Staffing Improvement Efforts of MNA Nurses and Healthcare Professionals

  • For decades, the MNA has advocated for safe staffing levels and enforceable patient limits at the local, state, and national level. The impact of how many patients a nurse is assigned at one time is one of the most studied topics in healthcare. Voluminous peer-reviewed evidence shows maintaining a safe patient limit helps protect the quality of patient care, including by reducing avoidable re-admissions.
  • MNA legislation entitled The Workforce Development and Patient Safety Act would examine current nursing practice, including the impact on quality of patient care, the makeup of the current nursing workforce, and future needs of nursing care in the state.

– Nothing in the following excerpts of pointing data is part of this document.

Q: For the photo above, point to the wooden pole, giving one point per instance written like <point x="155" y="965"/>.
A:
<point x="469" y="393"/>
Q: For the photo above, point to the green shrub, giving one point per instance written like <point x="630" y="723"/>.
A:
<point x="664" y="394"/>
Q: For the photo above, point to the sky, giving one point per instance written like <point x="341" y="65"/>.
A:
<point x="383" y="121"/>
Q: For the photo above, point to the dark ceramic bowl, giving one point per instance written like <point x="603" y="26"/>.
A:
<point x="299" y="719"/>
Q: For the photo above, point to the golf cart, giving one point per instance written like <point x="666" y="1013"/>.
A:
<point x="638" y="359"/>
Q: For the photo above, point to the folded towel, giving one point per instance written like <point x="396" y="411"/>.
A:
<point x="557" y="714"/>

  • Across Massachusetts, MNA nurses and healthcare professionals work together as union members to negotiate improved staffing levels, wages, benefits and working conditions. These are key to recruitment and retention of caregivers.

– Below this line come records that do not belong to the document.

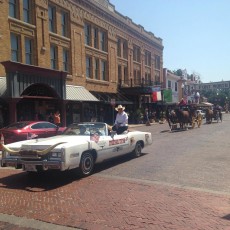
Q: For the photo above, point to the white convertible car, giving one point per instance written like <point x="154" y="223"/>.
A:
<point x="80" y="146"/>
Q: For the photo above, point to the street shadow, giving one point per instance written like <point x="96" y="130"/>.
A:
<point x="49" y="180"/>
<point x="38" y="182"/>
<point x="115" y="161"/>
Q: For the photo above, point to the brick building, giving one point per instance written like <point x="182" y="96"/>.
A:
<point x="74" y="56"/>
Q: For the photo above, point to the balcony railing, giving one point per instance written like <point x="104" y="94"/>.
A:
<point x="138" y="83"/>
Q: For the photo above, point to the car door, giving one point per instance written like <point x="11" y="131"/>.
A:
<point x="112" y="147"/>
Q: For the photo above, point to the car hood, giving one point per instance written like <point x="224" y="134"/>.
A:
<point x="42" y="143"/>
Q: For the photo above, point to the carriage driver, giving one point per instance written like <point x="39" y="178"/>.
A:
<point x="121" y="122"/>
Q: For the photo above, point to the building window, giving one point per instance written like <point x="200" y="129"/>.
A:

Highlighted MNA Solutions Regarding Mental Healthcare

  1. The Commonwealth should designate an agency or department to collect comprehensive information on all aspects of mental healthcare.
  2. The Commonwealth should streamline overlapping responsibilities of Departments of Public Health, Department of Mental Health and the Department of Children and Families to facilitate agency accountability.
  3. To ensure that profitability is not the only factor in maintaining essential health services, the state should have the legal power to mandate the establishment or maintenance of “essential health services.”
  4. Improve and expand access to a 24/7 centralized bed search tool to find appropriate placement quickly.
  5. Require parity for mental health reimbursement rates. **A bill passed by the legislature last summer takes steps to address MNA solutions 4 and 5, though it has yet to be implemented.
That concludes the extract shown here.